Targeted Attacks Spike Against SMBs

Network SecurityTargeted attacks are spiking. Cyberespionage is becoming more commonplace. And SMBs are increasingly becoming the target

These were some of the most significant findings in Symantec Corp.’s latest Internet Security Threat Report (ISTR), released this week at its Vision Conference 2013. That means for security partners, the days of complacent, “set and forget” security sometimes reserved for their smallest customers might soon be coming to an end.

Now, it’s been well established that targeted attacks are on the rise. This year, the ISTR found that advanced persistent threats and other targeted attacks leapt upwards by 42 percent from two years ago.

Given previous growth trajectories, that’s no big news. But what is perhaps more significant is that these kinds of attacks are accelerating fastest among businesses with fewer than 250 employees. So much so that SMBs were the target in 31 percent of all attacks, representing a three-fold rise from 2011.

The reasons are varied, according to Kevin Haley, director of Symantec Security Response.

“That says something in our business that we’ve known for a while,” Haley said to Channelnomics. “Small companies don’t have the same resources. They don’t think they’re going to be attacked. Attackers are taking advantage of that.”

Yet, clearly SMBs have something that attackers want. Small companies aren’t known for having gobs of cash readily at their disposal. But they often do have sensitive customer data and intellectual property. And depending on the vertical, they could also possess sensitive medical information, blueprints and classified government information — giving rise to new security solutions provided by industry-specific partners.

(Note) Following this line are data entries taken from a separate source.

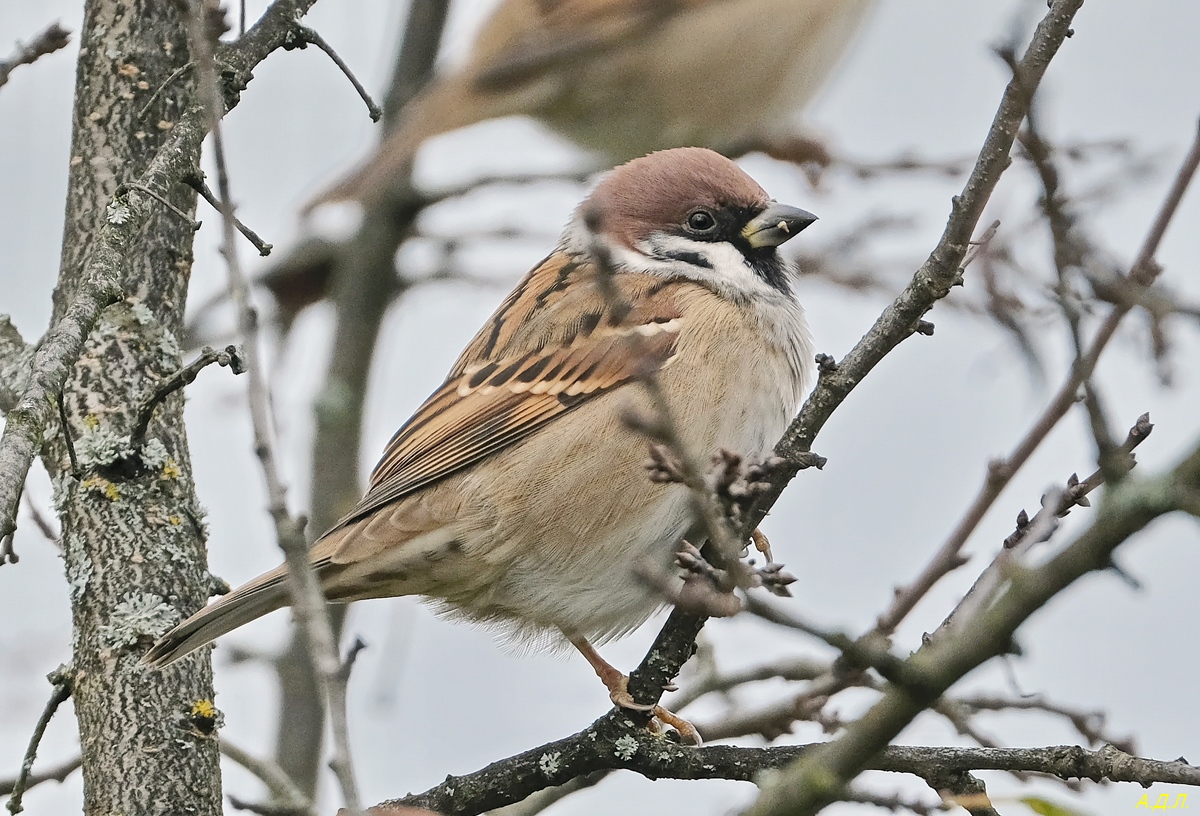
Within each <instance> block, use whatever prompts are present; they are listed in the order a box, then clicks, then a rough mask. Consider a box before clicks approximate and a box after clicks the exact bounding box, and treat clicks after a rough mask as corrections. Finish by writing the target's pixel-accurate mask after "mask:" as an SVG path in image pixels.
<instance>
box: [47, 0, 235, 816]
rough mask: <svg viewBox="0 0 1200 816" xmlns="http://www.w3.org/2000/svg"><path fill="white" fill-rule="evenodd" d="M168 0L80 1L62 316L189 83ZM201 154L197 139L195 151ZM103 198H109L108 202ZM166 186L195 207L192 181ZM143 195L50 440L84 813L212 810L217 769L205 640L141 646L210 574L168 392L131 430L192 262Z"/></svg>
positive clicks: (197, 513)
mask: <svg viewBox="0 0 1200 816" xmlns="http://www.w3.org/2000/svg"><path fill="white" fill-rule="evenodd" d="M181 14H182V5H181V4H174V2H169V1H166V0H90V1H89V2H88V4H86V7H85V12H84V26H83V31H82V35H80V52H79V62H78V70H77V77H76V101H74V113H73V124H72V148H71V158H70V167H71V175H70V186H68V193H67V206H66V226H65V230H64V242H62V262H61V269H60V276H59V284H58V288H56V289H55V295H54V317H55V320H58V319H59V318H60V317H61V316H62V314H64V313H65V312H66V308H67V306H68V305H70V304H71V301H72V300H73V298H74V295H76V293H77V292H78V290H79V287H80V283H82V280H83V275H84V271H85V264H86V262H88V259H89V257H90V254H91V252H92V250H94V247H95V246H96V236H97V233H98V232H100V229H101V227H102V226H103V224H104V223H106V222H107V223H121V222H122V220H126V218H128V217H130V214H128V212H127V211H122V205H121V190H120V187H121V185H122V184H128V182H131V181H133V180H136V179H138V178H139V175H140V174H142V173H143V172H144V170H145V169H146V167H148V164H149V163H150V161H151V160H152V158H154V156H155V154H156V151H157V150H158V149H160V148H161V146H162V145H163V143H164V142H166V140H167V138H168V137H169V134H170V133H172V130H173V127H174V126H175V125H176V124H178V122H179V120H180V118H181V116H182V114H184V112H185V107H186V106H187V104H188V101H190V98H191V97H192V83H191V78H190V77H188V76H184V77H181V78H175V79H174V80H173V82H172V83H170V84H168V85H167V86H166V88H164V89H163V90H162V92H161V94H160V95H158V97H157V100H156V101H155V103H154V104H152V106H151V107H150V109H149V110H148V112H146V115H145V116H144V118H139V115H138V114H139V110H140V109H142V108H143V106H145V104H146V100H149V98H150V96H151V94H154V91H155V90H156V89H157V88H158V86H160V85H161V84H162V83H163V82H164V80H166V79H167V78H168V77H169V76H170V74H172V73H173V72H174V71H176V70H178V68H180V67H181V66H184V65H186V64H187V61H188V53H187V36H186V24H185V23H186V20H184V19H182V17H181ZM185 158H186V161H190V162H192V163H194V162H196V161H197V160H198V155H197V150H196V145H194V144H193V145H192V155H190V156H187V157H185ZM114 194H115V196H116V197H118V198H116V199H115V203H113V204H112V205H110V199H112V197H113V196H114ZM169 200H170V202H172V203H173V204H174V205H175V206H176V208H179V209H180V210H181V211H184V212H186V214H192V212H193V210H194V204H196V196H194V193H193V192H192V191H191V190H190V188H188V187H186V186H185V185H176V186H175V187H174V188H173V190H170V193H169ZM150 206H151V208H152V209H151V211H150V214H149V217H148V221H146V224H145V227H144V229H143V232H142V235H140V238H139V240H136V241H133V242H131V245H130V246H128V247H127V251H126V253H125V257H124V264H122V266H121V270H120V281H119V283H120V287H121V289H122V292H124V293H125V295H126V298H125V299H124V300H121V301H120V302H118V304H115V305H114V306H110V307H109V308H107V310H106V311H104V312H103V313H102V314H101V316H100V319H98V322H97V323H96V326H95V329H94V330H92V331H91V335H90V336H89V337H88V341H86V343H85V347H84V354H83V356H82V359H80V360H79V362H78V364H77V365H76V366H74V368H73V371H72V373H71V376H70V378H68V379H67V385H66V389H65V395H64V397H65V404H66V412H67V418H68V422H70V433H71V437H72V439H73V440H74V448H76V450H77V452H78V460H79V462H78V464H79V470H78V473H76V474H72V466H71V461H70V458H68V455H67V451H66V446H65V445H64V444H62V436H61V433H59V434H55V437H54V438H53V439H50V440H49V444H48V446H47V455H46V462H47V468H48V469H49V472H50V475H52V478H53V480H54V485H55V506H56V510H58V511H59V517H60V521H61V524H62V546H64V553H65V554H64V558H65V562H66V574H67V581H68V590H70V595H71V606H72V614H73V623H74V643H73V647H74V665H73V670H74V708H76V713H77V716H78V721H79V736H80V745H82V750H83V773H84V812H86V814H96V815H101V814H103V815H108V814H114V815H115V814H166V812H172V814H202V815H204V814H211V815H214V816H215V815H217V814H220V812H221V810H222V808H221V774H220V767H218V763H217V743H216V738H215V730H214V726H215V725H216V719H217V718H218V714H217V713H216V709H215V708H212V672H211V665H210V661H209V658H208V654H206V653H205V654H202V655H199V656H196V658H191V659H188V660H185V661H181V662H180V664H179V665H176V666H173V667H170V668H168V670H166V671H151V670H146V668H145V667H144V666H142V664H140V662H139V660H140V656H142V653H143V652H144V650H145V647H146V646H148V644H149V642H151V641H152V640H154V638H155V637H156V636H157V635H160V634H162V632H163V631H164V630H166V629H167V628H169V626H170V625H172V624H173V623H174V622H176V620H178V619H179V614H180V613H181V612H188V611H193V610H197V608H199V607H200V606H203V605H204V602H205V601H206V600H208V596H209V589H210V576H209V572H208V570H206V568H205V552H204V527H203V522H202V520H200V516H202V512H200V510H199V508H198V505H197V503H196V494H194V490H193V484H192V476H191V462H190V457H188V450H187V439H186V434H185V431H184V422H182V408H184V400H182V395H181V394H179V392H176V394H174V395H172V396H169V397H168V398H167V400H164V401H163V403H162V404H161V406H160V407H158V410H157V413H156V415H155V419H154V421H152V422H151V425H150V431H149V434H148V439H146V443H145V444H144V445H142V446H140V448H139V449H137V450H134V449H133V448H132V446H131V445H130V443H128V436H130V432H131V430H132V428H133V425H134V422H136V420H137V416H136V414H137V409H138V406H139V404H140V403H142V401H143V398H144V397H145V396H146V395H148V394H149V392H151V391H152V390H154V389H155V385H156V383H157V382H158V380H161V379H162V378H164V377H166V376H168V374H170V373H172V372H173V371H175V370H176V368H179V366H180V349H179V346H178V343H176V342H175V337H176V336H178V335H179V332H180V330H181V326H182V314H184V302H185V296H186V293H187V282H188V276H190V274H191V266H192V235H193V233H192V228H191V224H190V223H188V222H186V221H185V220H184V218H181V217H180V216H179V215H175V214H173V212H170V211H169V210H168V209H167V208H164V206H162V205H157V204H154V203H152V202H151V203H150Z"/></svg>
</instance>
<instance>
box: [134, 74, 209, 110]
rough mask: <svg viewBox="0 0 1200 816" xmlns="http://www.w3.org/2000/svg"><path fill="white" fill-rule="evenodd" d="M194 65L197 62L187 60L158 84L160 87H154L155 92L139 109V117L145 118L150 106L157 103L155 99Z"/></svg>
mask: <svg viewBox="0 0 1200 816" xmlns="http://www.w3.org/2000/svg"><path fill="white" fill-rule="evenodd" d="M194 67H196V62H187V64H185V65H181V66H179V67H178V68H175V70H174V71H172V72H170V74H169V76H168V77H167V78H166V79H163V80H162V82H161V83H160V84H158V88H156V89H154V94H151V95H150V98H149V100H146V103H145V104H143V106H142V109H140V110H138V119H145V115H146V113H149V112H150V106H152V104H154V103H155V100H157V98H158V97H160V96H161V95H162V92H163V91H164V90H167V86H168V85H170V83H173V82H175V80H176V79H179V78H180V77H182V76H184V74H185V73H187V72H188V71H192V70H193V68H194Z"/></svg>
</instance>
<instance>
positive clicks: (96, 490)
mask: <svg viewBox="0 0 1200 816" xmlns="http://www.w3.org/2000/svg"><path fill="white" fill-rule="evenodd" d="M83 488H84V490H86V491H94V492H96V493H100V494H101V496H103V497H104V498H107V499H108V500H109V502H115V500H116V499H119V498H121V491H120V490H119V488H118V487H116V485H114V484H113V482H110V481H109V480H108V479H103V478H101V476H88V478H86V479H84V481H83Z"/></svg>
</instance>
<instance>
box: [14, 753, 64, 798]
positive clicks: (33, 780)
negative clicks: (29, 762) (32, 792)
mask: <svg viewBox="0 0 1200 816" xmlns="http://www.w3.org/2000/svg"><path fill="white" fill-rule="evenodd" d="M82 764H83V757H79V756H77V757H74V758H73V760H67V761H66V762H60V763H59V764H56V766H54V767H52V768H48V769H47V770H40V772H37V773H36V774H34V773H31V774H29V775H28V776H26V778H25V790H26V791H28V790H30V788H32V787H36V786H37V785H41V784H42V782H62V781H66V778H67V776H70V775H71V774H73V773H74V772H77V770H79V767H80V766H82ZM16 788H17V780H16V779H0V796H8V794H10V793H12V792H13V791H14V790H16Z"/></svg>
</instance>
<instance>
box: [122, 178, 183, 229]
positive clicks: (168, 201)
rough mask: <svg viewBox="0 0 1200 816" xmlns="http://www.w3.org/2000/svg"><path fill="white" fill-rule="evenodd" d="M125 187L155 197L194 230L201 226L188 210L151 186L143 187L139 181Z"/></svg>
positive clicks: (176, 216) (155, 199)
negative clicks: (178, 207)
mask: <svg viewBox="0 0 1200 816" xmlns="http://www.w3.org/2000/svg"><path fill="white" fill-rule="evenodd" d="M125 187H126V188H127V190H137V191H138V192H143V193H145V194H146V196H149V197H150V198H152V199H155V200H156V202H158V203H160V204H162V205H163V206H166V208H167V210H169V211H170V212H172V215H174V216H176V217H178V218H179V220H180V221H182V222H184V223H186V224H187V226H188V227H191V228H192V230H193V232H194V230H197V229H199V228H200V222H199V221H196V220H194V218H192V216H190V215H187V214H186V212H184V211H182V210H180V209H179V208H178V206H175V205H174V204H172V203H170V202H169V200H168V199H167V197H166V196H160V194H158V193H157V192H155V191H154V190H150V187H143V186H142V185H139V184H137V182H133V184H127V185H125ZM118 194H120V191H118Z"/></svg>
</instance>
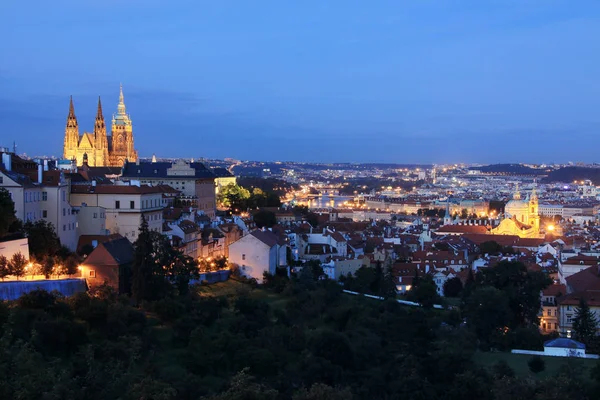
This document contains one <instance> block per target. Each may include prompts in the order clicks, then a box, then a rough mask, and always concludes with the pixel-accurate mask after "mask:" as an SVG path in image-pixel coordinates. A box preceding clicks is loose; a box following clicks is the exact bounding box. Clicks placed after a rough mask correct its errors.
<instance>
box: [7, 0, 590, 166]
mask: <svg viewBox="0 0 600 400" xmlns="http://www.w3.org/2000/svg"><path fill="white" fill-rule="evenodd" d="M0 35H1V37H2V40H1V41H0V145H5V146H6V145H8V144H12V142H13V140H16V142H17V144H18V146H19V147H18V151H19V152H27V153H28V154H30V155H42V154H46V155H57V156H58V155H61V154H62V143H63V134H64V124H65V121H66V116H67V112H68V102H69V95H71V94H72V95H73V98H74V102H75V111H76V114H77V117H78V119H79V125H80V130H81V133H82V132H83V130H86V131H91V130H92V129H93V122H94V115H95V111H96V101H97V96H98V95H100V96H102V99H103V108H104V112H105V117H106V118H107V121H108V120H109V119H110V115H111V114H112V113H113V112H115V111H116V105H117V101H118V89H119V83H120V82H122V83H123V86H124V91H125V101H126V105H127V111H128V112H129V113H130V114H131V118H132V120H133V123H134V135H135V142H136V147H137V148H138V150H139V152H140V155H141V156H144V157H146V156H150V155H152V153H156V154H157V156H164V157H210V158H213V157H214V158H224V157H234V158H240V159H252V160H277V159H284V160H298V161H357V162H360V161H365V162H376V161H382V162H383V161H386V162H399V163H403V162H423V163H426V162H435V163H442V162H461V161H463V162H552V161H554V162H565V161H586V162H591V161H600V160H599V158H598V156H597V154H598V150H597V149H598V147H599V146H600V1H598V0H566V1H558V0H556V1H554V0H538V1H533V0H497V1H496V0H437V1H433V0H431V1H428V0H390V1H386V0H373V1H364V0H361V1H354V0H329V1H324V0H314V1H313V0H302V1H282V0H252V1H247V0H236V1H233V0H213V1H204V0H189V1H188V0H185V1H183V0H182V1H177V0H172V1H166V0H162V1H159V0H119V1H116V0H102V1H75V0H54V1H48V0H33V1H2V2H1V3H0Z"/></svg>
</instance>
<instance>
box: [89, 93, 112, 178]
mask: <svg viewBox="0 0 600 400" xmlns="http://www.w3.org/2000/svg"><path fill="white" fill-rule="evenodd" d="M107 162H108V139H107V137H106V123H105V122H104V114H103V113H102V102H101V101H100V97H98V111H97V112H96V122H95V123H94V161H93V165H94V166H96V167H99V166H103V165H106V163H107Z"/></svg>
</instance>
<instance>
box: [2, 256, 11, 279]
mask: <svg viewBox="0 0 600 400" xmlns="http://www.w3.org/2000/svg"><path fill="white" fill-rule="evenodd" d="M8 275H10V264H9V262H8V259H7V258H6V257H5V256H3V255H0V279H2V280H4V278H6V277H7V276H8Z"/></svg>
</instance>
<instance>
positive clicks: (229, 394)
mask: <svg viewBox="0 0 600 400" xmlns="http://www.w3.org/2000/svg"><path fill="white" fill-rule="evenodd" d="M248 371H249V368H244V369H243V370H241V371H240V372H238V373H237V374H235V376H234V377H233V378H231V382H230V384H229V388H228V389H227V390H226V391H225V392H223V393H220V394H217V395H214V396H210V397H203V398H202V399H203V400H263V399H264V400H269V399H271V400H275V399H276V398H277V397H278V392H277V391H276V390H274V389H271V388H268V387H266V386H264V385H261V384H258V383H256V382H255V379H254V377H253V376H252V375H249V374H248Z"/></svg>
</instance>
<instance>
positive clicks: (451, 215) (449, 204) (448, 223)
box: [444, 197, 454, 225]
mask: <svg viewBox="0 0 600 400" xmlns="http://www.w3.org/2000/svg"><path fill="white" fill-rule="evenodd" d="M444 225H454V222H453V221H452V214H450V197H448V199H447V200H446V215H445V216H444Z"/></svg>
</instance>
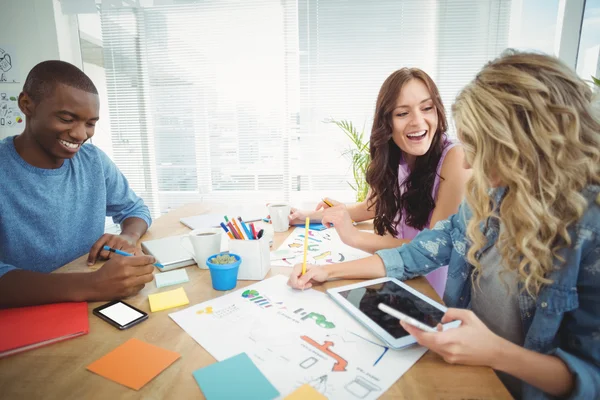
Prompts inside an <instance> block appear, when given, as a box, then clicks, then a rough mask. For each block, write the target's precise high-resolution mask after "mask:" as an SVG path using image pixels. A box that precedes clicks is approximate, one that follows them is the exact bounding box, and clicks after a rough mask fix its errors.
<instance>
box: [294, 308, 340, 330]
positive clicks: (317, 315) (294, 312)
mask: <svg viewBox="0 0 600 400" xmlns="http://www.w3.org/2000/svg"><path fill="white" fill-rule="evenodd" d="M294 314H300V315H301V316H302V318H301V319H302V320H303V321H304V320H306V319H313V320H314V321H315V324H317V326H320V327H321V328H325V329H333V328H335V324H334V323H333V322H329V321H327V318H325V316H324V315H321V314H317V313H314V312H311V313H308V312H306V311H304V308H298V309H297V310H295V311H294Z"/></svg>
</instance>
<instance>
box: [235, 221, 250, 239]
mask: <svg viewBox="0 0 600 400" xmlns="http://www.w3.org/2000/svg"><path fill="white" fill-rule="evenodd" d="M238 220H239V221H240V225H241V226H242V228H243V229H244V232H246V236H248V239H249V240H252V239H254V238H253V237H252V234H251V233H250V230H249V229H248V227H247V226H246V224H245V223H244V221H242V217H238Z"/></svg>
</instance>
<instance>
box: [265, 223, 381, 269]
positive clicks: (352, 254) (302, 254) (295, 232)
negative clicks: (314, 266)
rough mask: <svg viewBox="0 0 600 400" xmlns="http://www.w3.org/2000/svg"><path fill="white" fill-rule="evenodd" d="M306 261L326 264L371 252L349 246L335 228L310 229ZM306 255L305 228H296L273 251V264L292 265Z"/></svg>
mask: <svg viewBox="0 0 600 400" xmlns="http://www.w3.org/2000/svg"><path fill="white" fill-rule="evenodd" d="M308 239H309V240H308V248H307V257H306V261H307V263H309V264H316V265H325V264H332V263H336V262H342V261H351V260H358V259H360V258H364V257H368V256H369V255H370V254H369V253H366V252H364V251H362V250H359V249H355V248H352V247H350V246H347V245H346V244H344V243H343V242H342V240H341V239H340V237H339V235H338V234H337V232H336V231H335V230H334V229H327V230H325V231H313V230H309V231H308ZM303 257H304V229H303V228H300V227H298V228H296V229H294V231H293V232H292V233H291V234H290V235H289V236H288V238H287V239H286V240H285V241H284V242H283V243H282V244H281V246H280V247H279V248H278V249H277V250H275V251H273V252H271V265H273V266H280V267H291V266H293V265H294V264H295V263H299V262H302V259H303Z"/></svg>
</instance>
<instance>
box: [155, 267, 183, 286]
mask: <svg viewBox="0 0 600 400" xmlns="http://www.w3.org/2000/svg"><path fill="white" fill-rule="evenodd" d="M154 277H155V279H156V287H157V288H159V287H164V286H171V285H179V284H180V283H184V282H189V280H190V278H188V276H187V272H185V269H176V270H174V271H169V272H163V273H162V274H156V275H154Z"/></svg>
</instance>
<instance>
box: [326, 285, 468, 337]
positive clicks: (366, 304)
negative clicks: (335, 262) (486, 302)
mask: <svg viewBox="0 0 600 400" xmlns="http://www.w3.org/2000/svg"><path fill="white" fill-rule="evenodd" d="M327 293H328V294H329V295H330V296H331V297H332V298H333V300H335V301H336V302H337V303H338V304H339V305H340V306H342V308H344V309H345V310H346V311H348V312H349V313H350V315H352V316H353V317H354V318H356V319H357V320H358V321H359V322H361V323H362V324H363V325H364V326H366V327H367V328H368V329H369V330H370V331H371V332H373V333H374V334H375V335H376V336H378V337H379V338H380V339H381V340H383V341H384V342H385V343H387V344H388V345H389V346H390V347H391V348H393V349H401V348H403V347H406V346H409V345H412V344H414V343H416V340H415V338H414V337H412V336H410V335H409V334H408V332H406V331H405V330H404V328H402V326H401V325H400V321H398V319H397V318H394V317H392V316H391V315H388V314H386V313H384V312H383V311H381V310H380V309H379V307H378V306H379V304H380V303H383V304H386V305H388V306H390V307H392V308H394V309H396V310H398V311H400V312H401V313H403V314H406V315H408V316H409V317H412V318H414V319H416V320H417V321H420V322H422V323H424V324H425V325H427V326H430V327H432V328H435V327H436V326H437V324H438V323H440V322H441V320H442V317H443V316H444V314H445V313H446V310H447V308H446V307H444V306H443V305H441V304H440V303H438V302H436V301H434V300H432V299H430V298H429V297H427V296H425V295H423V294H421V293H419V292H418V291H416V290H415V289H413V288H411V287H410V286H408V285H406V284H404V283H402V282H400V281H399V280H397V279H394V278H379V279H373V280H369V281H365V282H361V283H356V284H352V285H347V286H341V287H338V288H334V289H329V290H327ZM459 325H460V321H452V322H449V323H447V324H444V329H447V328H452V327H456V326H459Z"/></svg>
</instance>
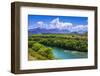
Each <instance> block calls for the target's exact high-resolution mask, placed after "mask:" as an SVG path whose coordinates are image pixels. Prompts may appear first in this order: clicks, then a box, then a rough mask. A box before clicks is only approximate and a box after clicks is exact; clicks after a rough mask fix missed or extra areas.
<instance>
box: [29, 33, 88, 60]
mask: <svg viewBox="0 0 100 76" xmlns="http://www.w3.org/2000/svg"><path fill="white" fill-rule="evenodd" d="M46 46H53V47H60V48H63V49H67V50H76V51H80V52H87V47H88V44H87V34H84V35H78V34H33V35H32V36H29V39H28V48H29V55H30V56H31V57H33V59H40V60H47V59H54V56H53V54H52V48H50V47H46Z"/></svg>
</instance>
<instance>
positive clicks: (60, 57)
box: [51, 47, 88, 59]
mask: <svg viewBox="0 0 100 76" xmlns="http://www.w3.org/2000/svg"><path fill="white" fill-rule="evenodd" d="M51 48H52V49H53V51H52V52H53V54H54V57H55V59H79V58H87V57H88V53H87V52H79V51H74V50H64V49H62V48H57V47H51Z"/></svg>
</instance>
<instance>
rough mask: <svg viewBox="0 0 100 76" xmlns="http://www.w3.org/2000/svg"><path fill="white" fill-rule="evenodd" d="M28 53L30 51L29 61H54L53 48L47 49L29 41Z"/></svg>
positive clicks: (41, 46)
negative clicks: (50, 60)
mask: <svg viewBox="0 0 100 76" xmlns="http://www.w3.org/2000/svg"><path fill="white" fill-rule="evenodd" d="M28 44H29V45H28V51H29V59H30V60H33V59H34V60H36V59H39V60H47V59H50V60H52V59H54V56H53V54H52V48H49V47H45V46H44V45H42V44H40V43H38V42H35V41H29V42H28Z"/></svg>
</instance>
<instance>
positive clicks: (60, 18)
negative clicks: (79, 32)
mask: <svg viewBox="0 0 100 76" xmlns="http://www.w3.org/2000/svg"><path fill="white" fill-rule="evenodd" d="M87 26H88V17H76V16H52V15H28V29H33V28H37V27H41V28H46V29H49V28H50V29H52V28H58V29H65V28H66V29H69V30H70V29H72V30H78V29H82V30H84V29H87ZM68 27H71V28H68ZM83 28H84V29H83Z"/></svg>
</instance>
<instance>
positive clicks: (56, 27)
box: [37, 18, 88, 32]
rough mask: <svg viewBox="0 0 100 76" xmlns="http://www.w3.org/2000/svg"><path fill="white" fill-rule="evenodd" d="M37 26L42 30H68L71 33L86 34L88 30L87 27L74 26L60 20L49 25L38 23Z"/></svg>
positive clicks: (81, 26)
mask: <svg viewBox="0 0 100 76" xmlns="http://www.w3.org/2000/svg"><path fill="white" fill-rule="evenodd" d="M37 25H38V27H40V28H46V29H59V30H68V31H70V32H84V31H87V29H88V27H87V25H73V24H72V23H70V22H61V21H60V19H59V18H55V19H53V20H52V21H50V22H49V23H48V24H46V23H45V22H43V21H38V22H37Z"/></svg>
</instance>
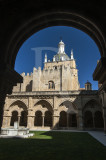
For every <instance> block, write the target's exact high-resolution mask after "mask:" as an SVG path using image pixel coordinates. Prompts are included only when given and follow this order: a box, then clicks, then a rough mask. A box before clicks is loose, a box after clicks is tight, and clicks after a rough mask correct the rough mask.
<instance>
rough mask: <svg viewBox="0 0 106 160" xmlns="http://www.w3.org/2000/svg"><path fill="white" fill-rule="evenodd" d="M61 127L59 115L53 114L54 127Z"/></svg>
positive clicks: (55, 127)
mask: <svg viewBox="0 0 106 160" xmlns="http://www.w3.org/2000/svg"><path fill="white" fill-rule="evenodd" d="M58 127H59V116H56V115H53V127H52V128H53V129H58Z"/></svg>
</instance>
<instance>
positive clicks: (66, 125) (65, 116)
mask: <svg viewBox="0 0 106 160" xmlns="http://www.w3.org/2000/svg"><path fill="white" fill-rule="evenodd" d="M59 127H67V112H65V111H61V112H60V118H59Z"/></svg>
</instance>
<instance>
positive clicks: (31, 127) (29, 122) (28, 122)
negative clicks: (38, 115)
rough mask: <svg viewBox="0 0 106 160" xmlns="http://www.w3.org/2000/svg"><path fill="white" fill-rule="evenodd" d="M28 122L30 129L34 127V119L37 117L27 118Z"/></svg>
mask: <svg viewBox="0 0 106 160" xmlns="http://www.w3.org/2000/svg"><path fill="white" fill-rule="evenodd" d="M27 118H28V120H27V127H28V128H29V129H31V128H33V127H34V118H35V116H27Z"/></svg>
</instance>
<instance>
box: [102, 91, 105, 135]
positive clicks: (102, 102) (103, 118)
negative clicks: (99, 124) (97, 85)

Perhaps not surprisingly, Symantec’s threat report also indicated that Web-based attacks increased by 30 percent from last year, many of which were sourced to the compromised Web sites of small businesses. In a slight departure from previous trends, the sites were then used in massive cyber-attacks as well as so-called “watering hole” attacks, in which perpetrators compromise Web sites frequently used by the victim, and then sit back and wait for the target to visit the site in order to deliver a malicious payload.

Now, one would think that these kinds of exploits would be launched on technology firms, high-stakes financials or government agencies with three-letter acronyms. But the reality is that the attacks were spiking in manufacturing sectors, according to the report. And the reason is likely attributed to attack trends that target the supply chain, Haley said. Manufacturing sectors are inevitably in possession of valuable intellectual property, and subsequently cybercriminals can gain access to critical information related to larger organizations by association.

What’s more, executives are no longer the targets of choice. Instead, knowledge workers, with access to intellectual property were the the most commonly targeted victims across all industries (27 percent) followed by those in sales (24 percent).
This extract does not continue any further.